[Solved] Different accuracy with different batch size while testing

Chrisfsj2051 · November 26, 2019, 5:03pm

I am trying to evaluate my model and find that I get different results while using bs=1 and bs=2(the length of test set is odd so there shouldn’t be any problem about truncature).
I looked up other topics and still failed to solve my problem.

The dataset is MNIST in csv format, I also uploaded it to OneDrive(15MB)

Here is my code:

import pandas as pd
import torch
import torch.nn as nn
import torchvision.transforms as transforms
import torch.nn.functional as F
from sklearn.utils import shuffle
import cv2
import numpy as np
import random
import matplotlib.pyplot as plt

device=torch.device('cuda:0' if torch.cuda.is_available() else 'cpu')

#===================Building Model===================
class Flatten(nn.Module):
    def __init__(self):
        super(Flatten, self).__init__()
        
    def forward(self, x):
        return x.view(x.size(0), -1)
    
class Softmax(nn.Module):
    def __init__(self):
        super(Softmax, self).__init__()
        
    def forward(self, x):
        return F.log_softmax(x)

class CNN(nn.Module):
    def __init__(self, sz=28, nf=64):
        super(CNN, self).__init__()
        self.model=nn.Sequential(*[
            nn.Conv2d(1, nf, 4, 2, 1), nn.BatchNorm2d(nf), nn.LeakyReLU(0.2, True),
            nn.Conv2d(nf, nf*2, 4, 2, 1), nn.BatchNorm2d(nf*2), nn.LeakyReLU(0.2, True),
            nn.Conv2d(nf*2, nf*4, 3, 1, 0), nn.BatchNorm2d(nf*4), nn.LeakyReLU(0.2, True),
            Flatten(), nn.Linear(5*5*nf*4, 10), Softmax(),
        ])
        
    def forward(self, x):
        return self.model(x)

model=CNN().to(device)

===================Loading data===================
train_data=pd.read_csv("./data/train.csv")
test_data=pd.read_csv("./data/test.csv")

X_train=train_data.values[:, 1:]
Y_train=train_data.values[:, 0:1]
X_test_all, X_train_all = np.split(X_train, [5000], axis=0)
Y_test_all, Y_train_all = np.split(Y_train, [5000], axis=0)

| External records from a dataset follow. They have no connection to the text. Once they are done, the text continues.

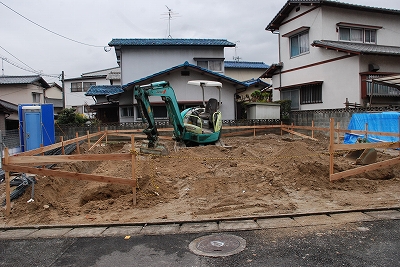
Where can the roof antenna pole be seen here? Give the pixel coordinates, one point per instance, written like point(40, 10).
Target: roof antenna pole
point(169, 21)
point(2, 66)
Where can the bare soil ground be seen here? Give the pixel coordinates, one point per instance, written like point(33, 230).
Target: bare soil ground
point(263, 175)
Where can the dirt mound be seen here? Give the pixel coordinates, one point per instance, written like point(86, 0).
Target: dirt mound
point(252, 176)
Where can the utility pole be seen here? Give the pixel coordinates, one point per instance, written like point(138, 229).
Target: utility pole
point(63, 88)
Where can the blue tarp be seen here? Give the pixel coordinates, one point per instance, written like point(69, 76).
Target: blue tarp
point(377, 122)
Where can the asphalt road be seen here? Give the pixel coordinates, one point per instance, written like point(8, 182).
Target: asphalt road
point(372, 243)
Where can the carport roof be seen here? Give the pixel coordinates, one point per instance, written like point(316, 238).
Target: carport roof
point(104, 90)
point(170, 42)
point(24, 80)
point(392, 81)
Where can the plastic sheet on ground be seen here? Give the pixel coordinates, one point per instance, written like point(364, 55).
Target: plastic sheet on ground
point(377, 122)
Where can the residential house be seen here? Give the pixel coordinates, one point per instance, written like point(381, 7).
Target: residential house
point(107, 105)
point(75, 88)
point(245, 70)
point(139, 57)
point(8, 116)
point(15, 90)
point(177, 61)
point(54, 95)
point(331, 53)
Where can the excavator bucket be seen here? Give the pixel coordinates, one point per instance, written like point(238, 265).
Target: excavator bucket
point(159, 149)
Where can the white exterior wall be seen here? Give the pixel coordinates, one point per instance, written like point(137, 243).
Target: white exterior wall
point(53, 92)
point(79, 98)
point(341, 78)
point(21, 93)
point(139, 62)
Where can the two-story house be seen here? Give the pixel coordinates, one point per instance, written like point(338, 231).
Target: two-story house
point(75, 88)
point(143, 61)
point(331, 52)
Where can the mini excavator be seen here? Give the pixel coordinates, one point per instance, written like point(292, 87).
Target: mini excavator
point(192, 127)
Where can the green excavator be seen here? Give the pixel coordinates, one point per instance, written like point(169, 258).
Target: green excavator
point(192, 127)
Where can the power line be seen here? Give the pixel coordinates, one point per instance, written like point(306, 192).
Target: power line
point(16, 58)
point(44, 28)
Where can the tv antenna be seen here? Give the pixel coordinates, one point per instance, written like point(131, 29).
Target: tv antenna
point(170, 15)
point(236, 57)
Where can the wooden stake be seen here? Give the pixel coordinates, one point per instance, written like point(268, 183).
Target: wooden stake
point(8, 189)
point(106, 132)
point(312, 131)
point(337, 133)
point(77, 143)
point(133, 168)
point(331, 143)
point(62, 145)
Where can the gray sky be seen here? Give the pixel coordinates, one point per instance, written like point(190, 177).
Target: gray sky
point(97, 22)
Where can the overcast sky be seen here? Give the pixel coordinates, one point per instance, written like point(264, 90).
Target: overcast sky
point(25, 42)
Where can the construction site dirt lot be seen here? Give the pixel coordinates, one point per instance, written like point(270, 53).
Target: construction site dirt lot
point(251, 177)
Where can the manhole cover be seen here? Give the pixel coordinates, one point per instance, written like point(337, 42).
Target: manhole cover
point(217, 245)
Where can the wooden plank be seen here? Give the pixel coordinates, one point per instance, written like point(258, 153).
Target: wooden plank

===================Measuring===================
def measure(model, X_test, Y_test, bs=1):
    model.eval()
    batch_size=bs
    accuracy=0.0
    
    for st in range(0, len(Y_test)//batch_size):
        X_batch, Y_batch=X_test[st:st+batch_size], Y_test[st:st+batch_size]
        model.zero_grad()
        model.eval()
        X_batch=X_batch.reshape([X_batch.shape[0],1]+[28,28])
        X_batch=torch.tensor(X_batch).type(torch.FloatTensor)/255.0
        Y_batch=torch.tensor(Y_batch).type(torch.LongTensor).squeeze(1)
        X_batch, Y_batch=X_batch.to(device), Y_batch.to(device)
        predict=model(X_batch)
        predict=predict.max(1)[1]
        accuracy+=predict.eq(Y_batch).double().sum().item()
    
    return accuracy/len(Y_test)

print(len(Y_test_all))
print(measure(model, X_test_all, Y_test_all, 2))
print("===================================")
print(measure(model, X_test_all, Y_test_all))

And it turns out the accuracy is 0.0636 when batch size is set to 2, and 0.0674 when batch size is set to 1.

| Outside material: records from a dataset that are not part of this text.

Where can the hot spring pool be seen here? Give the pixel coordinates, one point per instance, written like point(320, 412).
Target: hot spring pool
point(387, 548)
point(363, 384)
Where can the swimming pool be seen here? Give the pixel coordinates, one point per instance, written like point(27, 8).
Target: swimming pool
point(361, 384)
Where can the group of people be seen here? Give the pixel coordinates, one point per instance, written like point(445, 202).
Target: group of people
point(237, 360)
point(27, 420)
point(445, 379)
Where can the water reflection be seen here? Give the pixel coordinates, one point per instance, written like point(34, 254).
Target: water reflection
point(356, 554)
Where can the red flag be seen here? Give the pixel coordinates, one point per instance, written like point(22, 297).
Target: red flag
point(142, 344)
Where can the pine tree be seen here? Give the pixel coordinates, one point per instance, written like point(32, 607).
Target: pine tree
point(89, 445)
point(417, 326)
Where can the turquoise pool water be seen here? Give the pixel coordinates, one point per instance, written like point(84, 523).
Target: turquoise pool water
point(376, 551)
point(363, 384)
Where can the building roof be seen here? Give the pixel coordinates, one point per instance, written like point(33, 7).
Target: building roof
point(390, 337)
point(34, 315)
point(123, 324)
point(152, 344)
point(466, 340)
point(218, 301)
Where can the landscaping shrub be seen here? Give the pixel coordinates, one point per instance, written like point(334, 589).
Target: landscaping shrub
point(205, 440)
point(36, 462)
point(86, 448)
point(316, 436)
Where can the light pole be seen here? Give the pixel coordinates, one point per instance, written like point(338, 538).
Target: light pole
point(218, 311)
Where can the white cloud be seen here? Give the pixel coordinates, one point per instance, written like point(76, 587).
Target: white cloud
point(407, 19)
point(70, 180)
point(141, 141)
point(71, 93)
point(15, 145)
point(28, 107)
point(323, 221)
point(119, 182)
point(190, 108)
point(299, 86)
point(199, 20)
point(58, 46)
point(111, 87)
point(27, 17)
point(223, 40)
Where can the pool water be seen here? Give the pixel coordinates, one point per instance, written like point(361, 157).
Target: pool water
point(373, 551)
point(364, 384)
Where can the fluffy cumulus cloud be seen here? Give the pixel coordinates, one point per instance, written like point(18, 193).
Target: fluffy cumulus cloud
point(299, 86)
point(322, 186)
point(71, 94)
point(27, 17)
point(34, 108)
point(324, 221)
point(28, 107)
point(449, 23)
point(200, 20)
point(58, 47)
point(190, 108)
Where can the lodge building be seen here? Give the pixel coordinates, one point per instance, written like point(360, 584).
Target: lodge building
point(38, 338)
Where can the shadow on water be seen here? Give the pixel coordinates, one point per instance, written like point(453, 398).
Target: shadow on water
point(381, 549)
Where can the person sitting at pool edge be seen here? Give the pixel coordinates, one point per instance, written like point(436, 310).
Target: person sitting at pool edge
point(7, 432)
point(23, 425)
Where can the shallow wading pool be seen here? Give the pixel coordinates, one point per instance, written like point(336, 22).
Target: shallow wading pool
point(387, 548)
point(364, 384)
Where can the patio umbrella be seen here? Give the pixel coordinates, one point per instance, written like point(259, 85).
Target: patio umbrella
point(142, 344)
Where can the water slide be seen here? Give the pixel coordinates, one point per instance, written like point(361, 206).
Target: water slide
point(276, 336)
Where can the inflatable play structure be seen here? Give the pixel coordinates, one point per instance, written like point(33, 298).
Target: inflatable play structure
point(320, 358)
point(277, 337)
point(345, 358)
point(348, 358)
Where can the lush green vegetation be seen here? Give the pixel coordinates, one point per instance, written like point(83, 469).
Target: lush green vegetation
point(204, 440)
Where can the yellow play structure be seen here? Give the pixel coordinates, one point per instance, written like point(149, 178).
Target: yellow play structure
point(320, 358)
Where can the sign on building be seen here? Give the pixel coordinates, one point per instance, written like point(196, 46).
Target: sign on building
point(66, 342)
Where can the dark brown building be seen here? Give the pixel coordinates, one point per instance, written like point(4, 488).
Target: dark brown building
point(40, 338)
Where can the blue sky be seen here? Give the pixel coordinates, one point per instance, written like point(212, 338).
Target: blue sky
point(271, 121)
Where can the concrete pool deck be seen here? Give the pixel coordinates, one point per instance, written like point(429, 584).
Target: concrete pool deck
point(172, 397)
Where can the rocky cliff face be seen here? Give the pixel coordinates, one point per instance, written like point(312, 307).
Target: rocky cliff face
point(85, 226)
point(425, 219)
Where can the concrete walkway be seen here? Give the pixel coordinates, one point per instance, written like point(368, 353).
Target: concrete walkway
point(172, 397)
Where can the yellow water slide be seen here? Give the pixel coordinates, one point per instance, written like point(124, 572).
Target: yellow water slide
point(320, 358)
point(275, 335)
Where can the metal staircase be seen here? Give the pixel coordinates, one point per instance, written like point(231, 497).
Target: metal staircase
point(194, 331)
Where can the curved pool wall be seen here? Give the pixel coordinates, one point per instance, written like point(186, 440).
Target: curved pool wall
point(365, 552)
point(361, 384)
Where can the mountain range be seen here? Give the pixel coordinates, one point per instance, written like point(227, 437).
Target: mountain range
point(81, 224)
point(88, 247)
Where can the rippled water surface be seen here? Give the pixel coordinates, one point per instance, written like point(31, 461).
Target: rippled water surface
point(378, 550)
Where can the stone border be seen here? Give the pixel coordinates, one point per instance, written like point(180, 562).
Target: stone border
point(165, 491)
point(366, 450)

KFrank · November 26, 2019, 6:43pm

Hi Chris!

Chrisfsj2051:

I am trying to evaluate my model and find that I get different results while using bs=1 and bs=2

Here is my code:
...
    for st in range(0, len(Y_test)//batch_size):
        X_batch, Y_batch=X_test[st:st+batch_size], Y_test[st:st+batch_size]
...
And it turns out the accuracy is 0.0636 when batch size is set to 2, and 0.0674 when batch size is set to 1.

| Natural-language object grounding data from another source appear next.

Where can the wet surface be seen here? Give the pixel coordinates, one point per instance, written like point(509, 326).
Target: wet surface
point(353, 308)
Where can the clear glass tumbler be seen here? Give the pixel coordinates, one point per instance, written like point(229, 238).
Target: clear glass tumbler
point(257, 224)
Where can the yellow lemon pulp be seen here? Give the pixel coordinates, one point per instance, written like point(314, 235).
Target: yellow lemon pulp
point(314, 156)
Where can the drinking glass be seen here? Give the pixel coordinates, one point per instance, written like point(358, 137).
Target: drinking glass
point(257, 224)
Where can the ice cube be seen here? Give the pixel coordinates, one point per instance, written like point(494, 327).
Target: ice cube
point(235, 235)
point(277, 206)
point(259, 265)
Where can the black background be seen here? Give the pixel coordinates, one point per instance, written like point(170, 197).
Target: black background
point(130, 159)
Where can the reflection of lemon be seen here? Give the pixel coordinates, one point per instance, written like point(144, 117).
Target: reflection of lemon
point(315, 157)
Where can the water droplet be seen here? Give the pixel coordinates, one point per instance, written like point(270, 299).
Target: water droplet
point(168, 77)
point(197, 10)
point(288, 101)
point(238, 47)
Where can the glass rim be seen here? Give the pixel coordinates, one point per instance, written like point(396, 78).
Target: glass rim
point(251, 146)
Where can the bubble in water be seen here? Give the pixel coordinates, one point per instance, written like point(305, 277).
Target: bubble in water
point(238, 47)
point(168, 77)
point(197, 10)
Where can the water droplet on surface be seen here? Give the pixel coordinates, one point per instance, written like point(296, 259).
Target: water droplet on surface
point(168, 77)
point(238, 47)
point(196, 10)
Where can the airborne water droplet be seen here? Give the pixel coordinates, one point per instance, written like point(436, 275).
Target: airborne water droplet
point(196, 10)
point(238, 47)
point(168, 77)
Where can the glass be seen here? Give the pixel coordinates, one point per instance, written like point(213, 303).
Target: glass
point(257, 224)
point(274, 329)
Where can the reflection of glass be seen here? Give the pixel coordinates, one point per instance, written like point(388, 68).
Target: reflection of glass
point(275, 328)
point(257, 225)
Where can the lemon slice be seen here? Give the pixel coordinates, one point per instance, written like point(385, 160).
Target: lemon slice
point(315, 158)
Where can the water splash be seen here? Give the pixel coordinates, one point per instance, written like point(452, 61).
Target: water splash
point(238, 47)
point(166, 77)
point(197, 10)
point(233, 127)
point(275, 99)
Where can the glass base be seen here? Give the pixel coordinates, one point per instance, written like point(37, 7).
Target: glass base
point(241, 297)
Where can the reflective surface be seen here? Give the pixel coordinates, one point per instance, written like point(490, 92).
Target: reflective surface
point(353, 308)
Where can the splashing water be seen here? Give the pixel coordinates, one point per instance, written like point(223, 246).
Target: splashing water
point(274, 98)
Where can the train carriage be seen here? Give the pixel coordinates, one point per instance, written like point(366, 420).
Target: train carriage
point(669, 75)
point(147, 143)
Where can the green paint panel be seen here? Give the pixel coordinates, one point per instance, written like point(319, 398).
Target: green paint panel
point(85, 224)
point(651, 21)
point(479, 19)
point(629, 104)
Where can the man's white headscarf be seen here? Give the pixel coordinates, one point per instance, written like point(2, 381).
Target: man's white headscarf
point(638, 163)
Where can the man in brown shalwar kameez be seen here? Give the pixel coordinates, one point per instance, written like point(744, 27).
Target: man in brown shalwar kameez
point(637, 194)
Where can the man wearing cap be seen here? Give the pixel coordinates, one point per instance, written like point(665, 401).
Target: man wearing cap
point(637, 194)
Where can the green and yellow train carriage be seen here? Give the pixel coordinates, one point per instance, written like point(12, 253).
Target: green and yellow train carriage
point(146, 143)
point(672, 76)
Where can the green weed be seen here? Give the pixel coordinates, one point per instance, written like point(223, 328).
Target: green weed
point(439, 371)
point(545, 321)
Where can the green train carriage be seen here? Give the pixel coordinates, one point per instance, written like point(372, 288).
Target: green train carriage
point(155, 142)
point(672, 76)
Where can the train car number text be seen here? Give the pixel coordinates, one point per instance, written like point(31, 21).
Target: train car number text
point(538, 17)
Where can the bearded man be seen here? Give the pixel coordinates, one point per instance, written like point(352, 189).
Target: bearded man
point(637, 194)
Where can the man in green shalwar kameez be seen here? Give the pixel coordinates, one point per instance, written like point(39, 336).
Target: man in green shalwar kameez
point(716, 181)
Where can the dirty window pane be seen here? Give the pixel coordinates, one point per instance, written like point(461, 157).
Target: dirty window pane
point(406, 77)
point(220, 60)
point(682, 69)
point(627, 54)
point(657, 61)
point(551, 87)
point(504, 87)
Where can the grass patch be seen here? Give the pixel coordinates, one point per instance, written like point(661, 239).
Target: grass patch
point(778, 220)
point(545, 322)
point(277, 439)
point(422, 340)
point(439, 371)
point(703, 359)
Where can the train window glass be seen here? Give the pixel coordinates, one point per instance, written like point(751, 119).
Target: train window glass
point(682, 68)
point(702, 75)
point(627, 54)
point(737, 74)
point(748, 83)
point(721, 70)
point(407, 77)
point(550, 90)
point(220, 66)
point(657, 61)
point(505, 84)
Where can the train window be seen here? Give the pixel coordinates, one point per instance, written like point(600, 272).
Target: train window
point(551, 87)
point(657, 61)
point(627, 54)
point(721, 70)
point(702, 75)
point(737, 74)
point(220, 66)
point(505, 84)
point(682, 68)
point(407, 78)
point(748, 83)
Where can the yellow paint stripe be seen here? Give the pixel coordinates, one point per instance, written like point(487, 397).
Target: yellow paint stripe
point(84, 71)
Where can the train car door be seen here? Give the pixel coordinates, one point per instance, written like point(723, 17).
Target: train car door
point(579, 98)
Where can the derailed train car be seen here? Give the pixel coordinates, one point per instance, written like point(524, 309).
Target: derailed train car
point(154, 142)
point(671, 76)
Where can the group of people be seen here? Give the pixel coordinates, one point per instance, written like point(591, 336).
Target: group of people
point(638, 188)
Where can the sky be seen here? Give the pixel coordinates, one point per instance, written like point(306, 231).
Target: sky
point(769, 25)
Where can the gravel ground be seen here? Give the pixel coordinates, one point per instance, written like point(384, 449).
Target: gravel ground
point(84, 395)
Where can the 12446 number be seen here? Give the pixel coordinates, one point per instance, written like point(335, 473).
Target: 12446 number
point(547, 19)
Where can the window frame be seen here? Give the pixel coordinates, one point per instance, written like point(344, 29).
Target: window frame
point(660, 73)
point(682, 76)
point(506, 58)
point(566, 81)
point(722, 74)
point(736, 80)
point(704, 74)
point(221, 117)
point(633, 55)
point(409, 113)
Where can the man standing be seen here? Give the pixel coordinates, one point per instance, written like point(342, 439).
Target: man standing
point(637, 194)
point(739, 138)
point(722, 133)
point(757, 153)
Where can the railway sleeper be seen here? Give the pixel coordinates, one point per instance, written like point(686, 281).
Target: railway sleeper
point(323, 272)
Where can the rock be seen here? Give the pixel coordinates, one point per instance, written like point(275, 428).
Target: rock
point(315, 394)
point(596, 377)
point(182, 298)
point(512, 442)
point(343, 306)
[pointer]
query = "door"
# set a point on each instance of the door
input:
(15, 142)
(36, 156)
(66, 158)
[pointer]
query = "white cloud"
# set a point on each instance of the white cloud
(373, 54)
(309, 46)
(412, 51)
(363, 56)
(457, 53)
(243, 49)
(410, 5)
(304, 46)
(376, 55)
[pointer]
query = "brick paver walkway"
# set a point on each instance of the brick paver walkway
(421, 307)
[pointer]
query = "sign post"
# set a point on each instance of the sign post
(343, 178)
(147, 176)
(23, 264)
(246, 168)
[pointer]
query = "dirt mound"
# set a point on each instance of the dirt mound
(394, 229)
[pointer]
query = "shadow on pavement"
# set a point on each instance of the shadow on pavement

Regardless of the value of batch_size (bs), st in your for
loop moves along in increments of one.

Therefore when batch_size == 1, you iterate over all elements
of Y_test and Y_test (which is what you want). But when
batch_size == 2 you only iterate over approximately half of
the elements, with most of the elements that you iterate over being
included in two batches.

That is, when batch_size == 2 you iterate over the correct number
of batches, but the batches overlap, so you get (approximately) two
copies of the first half of X_batch and Y_batch, and nothing from
the second half.

So you’re not calculating the accuracy on the same data, and the
results differ, as would be expected.

Good luck.

K. Frank

Chrisfsj2051 · November 27, 2019, 1:11am

You are right, I used different data for the index of samples are incorrect. After I change[st:st+batch_size]to[st*bs:st*bs+batch_size], everything goes well.

You perfectly solved my problem. Thanks a lot.